O modelo trazia motor elétrico equivalente a um gasolina de 137 cv, carregado por baterias chumbo-ácidas. Possuía autonomia de 90 a 150 quilômetros, dependendo do uso. Seu desempenho de 0 a 100 km/h era próximo a 9 segundos, com velocidade máxima limitada eletronicamente a 130 km/h. Carregava somente motorista e passageiro. Trazia de série trio elétrico, ar-condicionado, CD player, ABS, controle de tração e air bags dianteiros, todos de funcionamento 100% elétrico. Possuía freios que geravam energia para as baterias e não emitia poluentes – nem precisava ir ao posto de combustíveis.

Como comparação o Volt carrega quatro pessoas, faz 0 a 100 km/h nos mesmos 9 segundos, o motor elétrico equivale a 150 cv e possui autonomia de 64 quilômetros só na eletricidade. Com o acionamento do motor a combustão que ajuda a carregar as baterias de íon-lítio a autonomia vai a 480 quilômetros. A velocidade máxima é de 160 km/h.
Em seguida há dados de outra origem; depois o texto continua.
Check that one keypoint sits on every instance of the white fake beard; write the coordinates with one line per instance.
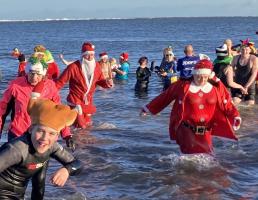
(89, 66)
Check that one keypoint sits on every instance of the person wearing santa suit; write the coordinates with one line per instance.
(83, 77)
(202, 108)
(52, 68)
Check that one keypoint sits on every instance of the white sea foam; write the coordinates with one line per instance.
(197, 161)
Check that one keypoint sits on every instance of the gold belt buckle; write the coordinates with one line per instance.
(200, 130)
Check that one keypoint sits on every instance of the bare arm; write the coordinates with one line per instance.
(230, 81)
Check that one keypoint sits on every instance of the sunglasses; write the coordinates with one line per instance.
(33, 73)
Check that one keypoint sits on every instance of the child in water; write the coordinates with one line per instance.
(143, 74)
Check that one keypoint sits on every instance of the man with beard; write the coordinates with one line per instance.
(83, 76)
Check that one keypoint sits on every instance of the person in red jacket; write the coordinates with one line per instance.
(202, 108)
(16, 98)
(83, 77)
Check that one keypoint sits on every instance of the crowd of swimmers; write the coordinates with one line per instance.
(202, 91)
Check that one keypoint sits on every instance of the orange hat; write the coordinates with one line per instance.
(203, 67)
(47, 113)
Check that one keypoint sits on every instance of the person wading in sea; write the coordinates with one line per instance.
(202, 108)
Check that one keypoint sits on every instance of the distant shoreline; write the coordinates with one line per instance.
(88, 19)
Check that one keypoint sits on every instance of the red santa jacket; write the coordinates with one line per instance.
(19, 91)
(223, 117)
(78, 87)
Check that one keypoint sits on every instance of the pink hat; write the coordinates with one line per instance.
(87, 48)
(103, 55)
(203, 67)
(124, 56)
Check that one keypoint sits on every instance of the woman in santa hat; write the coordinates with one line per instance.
(123, 70)
(202, 108)
(105, 65)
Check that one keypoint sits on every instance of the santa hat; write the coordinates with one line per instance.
(87, 48)
(47, 113)
(222, 50)
(37, 65)
(15, 52)
(103, 55)
(39, 48)
(124, 56)
(203, 67)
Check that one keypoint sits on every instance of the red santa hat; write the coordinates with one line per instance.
(203, 67)
(87, 48)
(103, 55)
(124, 56)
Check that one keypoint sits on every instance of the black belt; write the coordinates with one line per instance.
(198, 130)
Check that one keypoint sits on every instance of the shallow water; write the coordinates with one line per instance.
(128, 157)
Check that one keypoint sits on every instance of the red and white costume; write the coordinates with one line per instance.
(208, 106)
(52, 70)
(83, 77)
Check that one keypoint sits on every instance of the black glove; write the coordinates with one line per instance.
(70, 142)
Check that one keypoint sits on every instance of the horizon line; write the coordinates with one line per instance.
(111, 18)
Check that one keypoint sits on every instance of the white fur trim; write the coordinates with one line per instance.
(87, 81)
(205, 88)
(105, 56)
(88, 52)
(202, 71)
(35, 95)
(212, 75)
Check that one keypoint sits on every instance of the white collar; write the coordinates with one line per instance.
(204, 88)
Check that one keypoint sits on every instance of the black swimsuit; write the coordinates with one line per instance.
(19, 163)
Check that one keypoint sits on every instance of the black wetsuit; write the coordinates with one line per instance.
(142, 76)
(19, 163)
(242, 75)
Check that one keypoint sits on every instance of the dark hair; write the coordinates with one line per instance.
(142, 59)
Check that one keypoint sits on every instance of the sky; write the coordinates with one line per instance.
(84, 9)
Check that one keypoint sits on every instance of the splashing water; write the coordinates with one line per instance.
(199, 162)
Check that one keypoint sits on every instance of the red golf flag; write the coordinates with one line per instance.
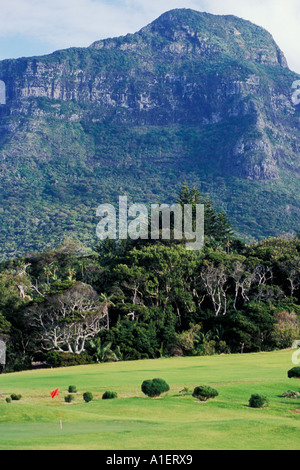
(54, 393)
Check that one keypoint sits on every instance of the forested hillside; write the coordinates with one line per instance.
(148, 299)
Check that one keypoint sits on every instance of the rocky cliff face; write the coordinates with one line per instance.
(216, 88)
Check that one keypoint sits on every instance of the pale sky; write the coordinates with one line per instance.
(36, 27)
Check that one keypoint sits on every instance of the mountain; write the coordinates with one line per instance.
(191, 97)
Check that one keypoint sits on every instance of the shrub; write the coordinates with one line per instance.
(291, 394)
(108, 394)
(88, 396)
(14, 396)
(258, 401)
(69, 398)
(154, 387)
(204, 392)
(294, 373)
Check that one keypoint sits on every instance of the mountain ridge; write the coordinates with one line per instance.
(190, 97)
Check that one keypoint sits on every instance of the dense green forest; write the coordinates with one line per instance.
(135, 299)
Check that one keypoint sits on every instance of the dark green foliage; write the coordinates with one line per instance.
(161, 299)
(88, 396)
(155, 387)
(294, 373)
(258, 401)
(204, 392)
(107, 395)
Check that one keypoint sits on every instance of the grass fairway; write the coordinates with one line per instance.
(171, 422)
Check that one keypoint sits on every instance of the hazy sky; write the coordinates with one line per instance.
(35, 27)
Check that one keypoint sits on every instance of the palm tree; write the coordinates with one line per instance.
(106, 303)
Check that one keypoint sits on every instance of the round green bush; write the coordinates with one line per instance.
(258, 401)
(88, 396)
(153, 388)
(204, 392)
(15, 396)
(69, 398)
(294, 373)
(108, 395)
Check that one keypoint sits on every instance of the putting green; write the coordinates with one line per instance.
(171, 422)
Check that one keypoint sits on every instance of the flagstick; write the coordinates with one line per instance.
(60, 420)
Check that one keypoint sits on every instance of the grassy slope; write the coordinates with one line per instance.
(173, 421)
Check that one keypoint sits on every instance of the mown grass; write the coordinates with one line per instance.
(171, 422)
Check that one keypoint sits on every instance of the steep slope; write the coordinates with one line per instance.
(191, 97)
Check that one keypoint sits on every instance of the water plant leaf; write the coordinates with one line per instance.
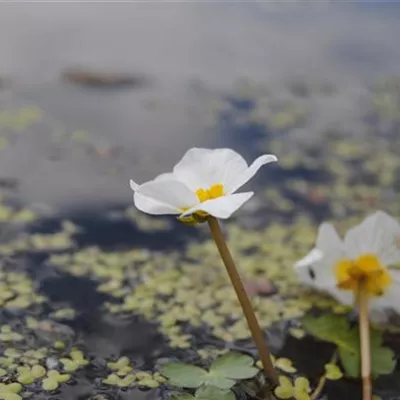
(214, 393)
(333, 372)
(234, 366)
(184, 375)
(285, 388)
(336, 329)
(49, 384)
(10, 396)
(182, 396)
(286, 365)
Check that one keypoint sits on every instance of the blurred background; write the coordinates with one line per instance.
(93, 94)
(101, 92)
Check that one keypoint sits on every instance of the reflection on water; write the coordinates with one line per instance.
(301, 80)
(174, 46)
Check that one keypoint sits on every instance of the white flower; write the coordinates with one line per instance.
(204, 182)
(337, 266)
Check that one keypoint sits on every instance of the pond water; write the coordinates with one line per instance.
(94, 94)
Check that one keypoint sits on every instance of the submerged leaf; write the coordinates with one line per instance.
(336, 329)
(234, 366)
(184, 375)
(214, 393)
(333, 372)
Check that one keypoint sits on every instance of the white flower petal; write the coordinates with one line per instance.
(317, 268)
(378, 234)
(315, 271)
(160, 195)
(390, 300)
(235, 181)
(221, 207)
(342, 296)
(134, 186)
(202, 168)
(328, 240)
(154, 207)
(306, 266)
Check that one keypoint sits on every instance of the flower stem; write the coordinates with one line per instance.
(365, 346)
(244, 300)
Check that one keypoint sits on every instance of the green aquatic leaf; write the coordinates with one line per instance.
(10, 396)
(333, 372)
(214, 393)
(336, 329)
(49, 384)
(285, 389)
(234, 366)
(182, 396)
(184, 375)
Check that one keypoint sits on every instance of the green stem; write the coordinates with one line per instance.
(244, 300)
Cada usuário do EV1 possuía em sua garagem uma estação de recarga de 220V. Para carregar a bateria de zero a 100% eram necessárias cinco horas. Havia ainda um carregador portátil 110V no porta-malas, para conexão em uma tomada comum, que levava treze horas para atingir carga completa. E cerca de quinhentas estações na Califórnia para recarga, instaladas em supermercados e shoppings centers.

No caso do Volt, segundo a GM, basta ligá-lo a tomada comum. Uma 220V precisa de três horas para carregar as baterias quando vazias, e uma 110V oito.
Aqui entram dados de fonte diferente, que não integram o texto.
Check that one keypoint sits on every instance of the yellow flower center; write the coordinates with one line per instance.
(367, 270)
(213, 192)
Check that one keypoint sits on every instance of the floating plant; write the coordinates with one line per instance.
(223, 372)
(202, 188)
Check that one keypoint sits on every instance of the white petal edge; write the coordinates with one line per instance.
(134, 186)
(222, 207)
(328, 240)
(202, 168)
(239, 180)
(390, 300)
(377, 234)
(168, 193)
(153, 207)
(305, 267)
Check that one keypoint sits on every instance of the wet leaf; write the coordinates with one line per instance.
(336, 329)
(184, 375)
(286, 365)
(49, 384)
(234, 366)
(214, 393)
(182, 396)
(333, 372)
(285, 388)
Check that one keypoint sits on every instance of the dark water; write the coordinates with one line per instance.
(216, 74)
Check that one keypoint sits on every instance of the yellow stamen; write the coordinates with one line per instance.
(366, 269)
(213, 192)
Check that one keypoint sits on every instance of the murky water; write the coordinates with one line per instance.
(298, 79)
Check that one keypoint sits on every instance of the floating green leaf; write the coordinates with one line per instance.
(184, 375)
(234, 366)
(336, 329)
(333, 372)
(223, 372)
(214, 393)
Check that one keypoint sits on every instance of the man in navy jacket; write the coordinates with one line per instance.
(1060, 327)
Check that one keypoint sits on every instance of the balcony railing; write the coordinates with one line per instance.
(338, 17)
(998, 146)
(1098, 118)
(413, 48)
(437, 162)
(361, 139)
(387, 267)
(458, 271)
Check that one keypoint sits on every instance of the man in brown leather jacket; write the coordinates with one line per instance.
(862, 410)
A segunda geração do EV1, apresentada em 1998, trouxe novas baterias de níquel, com maior capacidade – elevaram a autonomia para 256 quilômetros.
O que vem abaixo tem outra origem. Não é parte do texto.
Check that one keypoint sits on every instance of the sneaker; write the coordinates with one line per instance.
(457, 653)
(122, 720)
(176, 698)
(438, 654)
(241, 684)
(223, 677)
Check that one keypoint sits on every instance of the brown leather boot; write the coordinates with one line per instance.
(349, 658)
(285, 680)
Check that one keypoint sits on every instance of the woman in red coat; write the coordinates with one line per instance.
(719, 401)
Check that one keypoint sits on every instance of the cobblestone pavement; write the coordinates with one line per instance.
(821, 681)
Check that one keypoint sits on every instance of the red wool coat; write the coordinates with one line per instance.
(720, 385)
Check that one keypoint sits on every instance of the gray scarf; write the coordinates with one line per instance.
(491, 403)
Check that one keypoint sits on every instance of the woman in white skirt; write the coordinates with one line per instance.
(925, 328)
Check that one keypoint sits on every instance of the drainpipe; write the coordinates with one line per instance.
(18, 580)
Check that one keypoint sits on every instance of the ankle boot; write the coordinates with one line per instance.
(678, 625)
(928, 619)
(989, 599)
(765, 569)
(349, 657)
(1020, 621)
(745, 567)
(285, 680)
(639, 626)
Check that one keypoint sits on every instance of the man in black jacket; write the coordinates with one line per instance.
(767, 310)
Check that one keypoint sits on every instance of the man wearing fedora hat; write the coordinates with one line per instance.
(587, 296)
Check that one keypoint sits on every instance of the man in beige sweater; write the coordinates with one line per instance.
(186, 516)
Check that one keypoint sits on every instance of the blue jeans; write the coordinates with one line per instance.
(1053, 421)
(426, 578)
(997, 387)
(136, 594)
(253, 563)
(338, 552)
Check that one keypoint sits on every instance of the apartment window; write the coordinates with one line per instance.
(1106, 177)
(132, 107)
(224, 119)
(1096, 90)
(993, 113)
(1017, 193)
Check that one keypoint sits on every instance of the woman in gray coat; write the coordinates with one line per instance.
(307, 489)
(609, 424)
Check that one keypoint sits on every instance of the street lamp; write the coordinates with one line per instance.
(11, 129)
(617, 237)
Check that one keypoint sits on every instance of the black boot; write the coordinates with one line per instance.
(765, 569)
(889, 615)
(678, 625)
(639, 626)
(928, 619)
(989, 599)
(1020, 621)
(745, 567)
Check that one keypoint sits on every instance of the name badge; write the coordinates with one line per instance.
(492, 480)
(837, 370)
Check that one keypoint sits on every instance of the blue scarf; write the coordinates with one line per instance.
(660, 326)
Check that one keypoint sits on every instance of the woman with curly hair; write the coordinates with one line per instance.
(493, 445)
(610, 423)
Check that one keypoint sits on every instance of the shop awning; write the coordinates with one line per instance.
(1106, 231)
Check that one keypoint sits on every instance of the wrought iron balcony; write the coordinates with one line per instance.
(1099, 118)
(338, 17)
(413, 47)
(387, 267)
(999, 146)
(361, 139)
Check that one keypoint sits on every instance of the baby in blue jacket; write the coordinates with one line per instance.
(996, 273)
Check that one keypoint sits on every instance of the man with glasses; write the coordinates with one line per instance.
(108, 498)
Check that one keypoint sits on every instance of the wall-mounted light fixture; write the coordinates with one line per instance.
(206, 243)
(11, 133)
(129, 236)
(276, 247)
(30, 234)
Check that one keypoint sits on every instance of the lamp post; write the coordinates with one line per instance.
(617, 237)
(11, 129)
O cliente não podia comprar um EV1 diretamente, ainda que seu preço fosse estipulado em cerca de US$ 34 mil dólares. Só era possível fazer um leasing, com custo de cerca de US$ 400 a US$ 600 ao mês, mais US$ 50 ao mês para o carregador doméstico.

Ainda em 1998 a GM anunciou a chegada de uma nova geração de carregadores para o EV1, que em 20 minutos carregavam completamente as baterias quando totalmente vazias. Com 40% da carga o tempo necessário era de 10 minutos. Entretanto, tais carregadores nunca chegaram ao mercado.

E em 2000 um novo movimento ocorreu – que para os ativistas e documentaristas é prova da associação montadoras-companhias de petróleo para matar o carro elétrico: a GM vendeu sua participação na GM Ovonic, produtora de baterias de níquel para veículos, à Texaco – a Ovonic produzia a bateria do EV1. Para os ativistas foi como entregar as galinhas para o lobo tomar conta, mas para a GM maneira de concentrar-se na produção de veículos e deixar outra empresa desenvolver a tecnologia e baixar seus custos. Para a Texaco, forma de preparar-se para o futuro.

Seis dias depois da assinatura do acordo a Texaco foi vendida à Chevron.

Apesar de interromper a produção do EV1 em 1999 – mesmo ano em que adquiriu a Hummer – a GM encerrou oficialmente o programa apenas em 2003, quando retomou os carros cedidos via leasing. Segundo a montadora os carros não poderiam ser vendidos pois não havia como garantir peças sobressalentes e assistência técnica.

Os usuários formaram, então, uma associação que ofereceu à GM US$ 1,9 milhão por 78 unidades do EV1 sem obrigação de assistência técnica, alegando que o EV1 não precisa de manutenção pois não requer troca de óleo, velas, filtros, embreagem etc.

A oferta não foi aceita.

Como protesto a associação promoveu em 2003 um funeral do EV1, utilizando as últimas unidades restantes nas mãos dos consumidores. Um dos participantes era Chris Paine, diretor de cinema, que gravou o evento – dando assim origem ao documentário.

Os ativistas também fizeram vigília em frente a uma unidade GM onde os EV1 foram estocados, na iminência de sua destruição via compactador – que, de fato, ocorreu em dezembro de 2003.

Restaram hoje cerca de quarenta unidades do EV1 espalhadas por museus automotivos e universidades nos Estados Unidos – a unidade número 1 ainda pertence à GM. Guardam consigo a glória de serem os primeiros veículos modernos 100% elétricos à disposição do mercado no mundo. E, controvérsias históricas à parte, é provável que guardem hoje seus últimos ampéres para saudar o Volt, nem que seja com um pequeno toque de buzina ou lampejar de faróis, quando este fizer o mesmo caminho em 2011.

Como quem diz: bem-vindo ao mundo, meu filho. Aqui nada é simples ou fácil. Está preparado?